John Rutledge of South Carolina is one of the most important men of the founding generation, but he has been lost to mainstream history. He is politically incorrect (most in the founding generation are) and his positions on the nature of federal power do not comport with modern nationalist interpretations of government.
At 25, Rutledge was sent by South Carolina as a delegate to the Stamp Act Congress of 1765. Later, he would be one of the more vocal advocates for independence in the South. He and his younger brother, Edward, served in the First and Second Continental Congresses, and contrary to their portrayal in the HBO miniseries John Adams, neither were the effeminate, sullen, waffling fools shown on film. Edward Rutledge would rot in the British prison ship during the War.
John Rutledge escaped his brother’s fate, but only barely. He had been elected governor of South Carolina and led from the saddle after the British sacked Charleston in 1780. This was not his fault. For much of the war, he had led a brilliant military effort. In 1776, he told William Moultrie the he would rather cut off his hand than bow to the wishes of the immoral scoundrel Charles Lee to abandon the fort on Sullivan’s Island. This led to one of the greatest victories of the war and the inspiration for the South Carolina State flag. But by 1780, smallpox had decimated Charleston and few men could show up for military duty.
When the British occupied the city in 1780, they burned Rutledge’s property and forced him to flee to North Carolina. Here, he helped organize bushwhacking operations and supported the efforts of Francis Marion, Andrew Pickens, and Thomas Sumter. It would be no stretch to say that the American War for Independence was won in the southern theater, mostly on the backs of the Carolinians.
Rutledge was always first and foremost a South Carolinian. During the proceedings of the First Continental Congress in 1774, Rutledge favored apportioning votes by colony rather than population. This was to him the logical move. Resolutions were non-binding and as Benjamin Franklin had made clear twenty years earlier, the people of the colonies were provincial and considered the local to be more important than a “national” consensus.
Not much had changed when Rutledge was sent to the Philadelphia Convention in 1787. Though he favored a stronger central government, Rutledge was one of the most jealous advocates for maintaining a federal republic of States, as under the Articles of Confederation. Rutledge wrote the so-called “Supremacy Clause” of Article VI, but he led the vote against a federal negative of State laws, saying, “this alone would damn, and ought to damn, the Constitution. Would any state ever agree to be bound hand and foot in this manner?”

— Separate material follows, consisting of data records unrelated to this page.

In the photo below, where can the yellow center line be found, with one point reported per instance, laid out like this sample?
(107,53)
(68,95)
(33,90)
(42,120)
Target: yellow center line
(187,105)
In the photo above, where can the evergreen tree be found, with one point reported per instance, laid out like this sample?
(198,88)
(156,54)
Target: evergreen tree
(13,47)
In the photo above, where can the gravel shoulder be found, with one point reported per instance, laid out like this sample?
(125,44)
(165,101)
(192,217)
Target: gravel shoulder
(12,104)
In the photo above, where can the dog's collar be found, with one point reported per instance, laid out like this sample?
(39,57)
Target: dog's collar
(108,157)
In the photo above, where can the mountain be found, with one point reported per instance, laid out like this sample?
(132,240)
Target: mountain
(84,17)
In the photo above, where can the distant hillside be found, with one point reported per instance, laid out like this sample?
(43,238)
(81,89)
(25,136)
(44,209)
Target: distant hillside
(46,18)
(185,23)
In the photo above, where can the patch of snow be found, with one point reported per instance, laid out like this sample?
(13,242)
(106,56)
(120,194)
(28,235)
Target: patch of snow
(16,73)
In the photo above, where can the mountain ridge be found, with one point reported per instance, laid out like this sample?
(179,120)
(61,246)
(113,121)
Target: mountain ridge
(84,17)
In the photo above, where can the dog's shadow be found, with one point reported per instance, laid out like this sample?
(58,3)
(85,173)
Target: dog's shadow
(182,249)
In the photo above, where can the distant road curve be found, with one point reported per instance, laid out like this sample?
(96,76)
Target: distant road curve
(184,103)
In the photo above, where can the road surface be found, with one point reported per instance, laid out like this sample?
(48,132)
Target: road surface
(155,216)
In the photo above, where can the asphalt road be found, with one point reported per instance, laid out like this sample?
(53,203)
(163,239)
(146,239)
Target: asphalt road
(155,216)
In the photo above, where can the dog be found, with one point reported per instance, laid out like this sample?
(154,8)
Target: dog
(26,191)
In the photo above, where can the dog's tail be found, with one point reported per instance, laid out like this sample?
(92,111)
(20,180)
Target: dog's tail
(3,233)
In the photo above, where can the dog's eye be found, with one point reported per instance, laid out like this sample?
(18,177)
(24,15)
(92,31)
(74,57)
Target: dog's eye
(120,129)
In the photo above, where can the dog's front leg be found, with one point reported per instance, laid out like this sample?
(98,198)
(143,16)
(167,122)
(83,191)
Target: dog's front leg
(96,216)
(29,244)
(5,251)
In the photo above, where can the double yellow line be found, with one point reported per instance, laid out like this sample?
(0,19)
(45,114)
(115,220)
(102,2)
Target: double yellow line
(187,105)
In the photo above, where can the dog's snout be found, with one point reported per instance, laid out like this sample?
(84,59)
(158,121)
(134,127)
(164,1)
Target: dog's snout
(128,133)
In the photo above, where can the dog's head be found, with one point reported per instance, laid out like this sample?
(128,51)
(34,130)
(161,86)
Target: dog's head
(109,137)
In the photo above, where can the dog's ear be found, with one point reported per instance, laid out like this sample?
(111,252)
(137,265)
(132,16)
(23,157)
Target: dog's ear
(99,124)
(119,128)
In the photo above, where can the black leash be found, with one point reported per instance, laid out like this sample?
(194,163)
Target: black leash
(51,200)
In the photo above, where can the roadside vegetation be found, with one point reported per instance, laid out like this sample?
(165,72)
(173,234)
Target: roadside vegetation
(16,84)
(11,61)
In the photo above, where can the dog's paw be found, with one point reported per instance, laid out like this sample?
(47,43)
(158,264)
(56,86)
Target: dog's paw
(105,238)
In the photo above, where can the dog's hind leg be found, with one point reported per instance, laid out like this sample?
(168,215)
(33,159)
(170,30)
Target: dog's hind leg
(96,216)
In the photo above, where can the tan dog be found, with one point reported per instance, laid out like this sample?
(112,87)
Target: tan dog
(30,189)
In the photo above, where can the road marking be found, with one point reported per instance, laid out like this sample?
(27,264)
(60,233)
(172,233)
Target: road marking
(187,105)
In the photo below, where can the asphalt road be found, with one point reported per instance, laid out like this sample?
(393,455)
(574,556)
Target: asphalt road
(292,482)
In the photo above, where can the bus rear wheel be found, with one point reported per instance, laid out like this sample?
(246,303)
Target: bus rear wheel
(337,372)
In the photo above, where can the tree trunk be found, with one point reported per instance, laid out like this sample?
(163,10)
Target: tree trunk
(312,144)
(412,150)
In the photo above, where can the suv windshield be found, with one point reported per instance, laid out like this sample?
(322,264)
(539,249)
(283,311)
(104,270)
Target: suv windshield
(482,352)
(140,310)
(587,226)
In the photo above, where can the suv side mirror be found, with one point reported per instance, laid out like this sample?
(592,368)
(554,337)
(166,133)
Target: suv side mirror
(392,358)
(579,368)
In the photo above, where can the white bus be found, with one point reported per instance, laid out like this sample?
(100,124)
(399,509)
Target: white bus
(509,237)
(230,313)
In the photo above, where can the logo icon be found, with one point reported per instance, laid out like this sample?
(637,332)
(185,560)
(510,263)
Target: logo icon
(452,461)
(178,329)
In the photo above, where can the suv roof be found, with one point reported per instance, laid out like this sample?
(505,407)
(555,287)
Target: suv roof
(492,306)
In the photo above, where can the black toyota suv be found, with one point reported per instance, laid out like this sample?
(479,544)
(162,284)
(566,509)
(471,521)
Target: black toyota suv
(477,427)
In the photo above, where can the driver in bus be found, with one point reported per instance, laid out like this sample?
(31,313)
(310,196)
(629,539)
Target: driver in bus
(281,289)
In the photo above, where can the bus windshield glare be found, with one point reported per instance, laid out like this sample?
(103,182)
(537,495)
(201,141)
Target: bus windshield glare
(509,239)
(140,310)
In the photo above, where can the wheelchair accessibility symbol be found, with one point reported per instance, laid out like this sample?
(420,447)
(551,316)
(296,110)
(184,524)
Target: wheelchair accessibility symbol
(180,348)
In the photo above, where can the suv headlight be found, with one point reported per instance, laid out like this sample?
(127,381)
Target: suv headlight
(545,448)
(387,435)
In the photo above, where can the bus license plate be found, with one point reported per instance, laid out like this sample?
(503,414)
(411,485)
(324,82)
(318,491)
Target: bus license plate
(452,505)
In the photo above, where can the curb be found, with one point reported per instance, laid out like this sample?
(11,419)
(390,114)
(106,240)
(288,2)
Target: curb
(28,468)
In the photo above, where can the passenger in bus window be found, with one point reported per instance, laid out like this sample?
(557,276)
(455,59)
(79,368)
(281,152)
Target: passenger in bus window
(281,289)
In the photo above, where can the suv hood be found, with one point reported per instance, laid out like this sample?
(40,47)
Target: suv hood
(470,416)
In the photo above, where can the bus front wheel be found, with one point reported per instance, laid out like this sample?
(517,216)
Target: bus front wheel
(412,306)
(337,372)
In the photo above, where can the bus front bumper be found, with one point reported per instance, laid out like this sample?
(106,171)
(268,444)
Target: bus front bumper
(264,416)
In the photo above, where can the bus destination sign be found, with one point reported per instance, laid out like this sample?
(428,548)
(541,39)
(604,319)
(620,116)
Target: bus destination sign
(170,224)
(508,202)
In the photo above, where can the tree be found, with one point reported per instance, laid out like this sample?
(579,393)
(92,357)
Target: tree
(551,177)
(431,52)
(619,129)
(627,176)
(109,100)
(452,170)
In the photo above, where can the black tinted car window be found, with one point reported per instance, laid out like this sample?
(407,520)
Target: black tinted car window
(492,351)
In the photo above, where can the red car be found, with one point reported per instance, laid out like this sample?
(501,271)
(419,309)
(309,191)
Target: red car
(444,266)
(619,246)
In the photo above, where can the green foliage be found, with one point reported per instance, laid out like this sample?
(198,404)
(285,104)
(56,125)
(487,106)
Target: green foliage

Rutledge argued against the incorporation of inferior federal courts as a potential affront to State authority, fought against a proposal for federal control of elections, and while he supported a single executive, he feared placing too much authority in that office. The executive branch, he concluded, should not decide war and peace.
George Washington appointed Rutledge to the Supreme Court in 1789 but he never assumed his position on the Bench. In the same year, South Carolina appointed him Chief Justice of the South Carolina court system, a much more prestigious position in 1789 and one that meshed with Rutledge’s political philosophy of true federalism.
Washington again tapped Rutledge for the Supreme Court in 1795 recess appointment, this time as Chief Justice after the retirement of John Jay. Yet, a speech he made in opposition to the infamous Jay’s Treaty in 1795 torpedoed his chances of confirmation. The Senate narrowly defeated his appointment in 1795 and Rutledge returned to Charleston. There were rumors of mental illness and alcoholism and Rutledge attempted suicide in December 1795. He was distraught over the death of his wife, but the Federalist press trumped up the charges of mental incompetence after he publicly opposed their foreign policy objectives, namely giving up the farm to Great Britain.
Rutledge died in 1800. He had never recovered financially from the American War for Independence and his political opponents had dragged his reputation through the mud. But very few men had as profound an impact on the future of American government as John Rutledge. The Constitution was as much his as it was James Madison’s, if not more so. His resolute defense of true federalism and his love of State were hallmarks of the founding generation, particularly in the South. Rutledge led South Carolina from the saddle in 1780. He continued to do so for the rest of his life.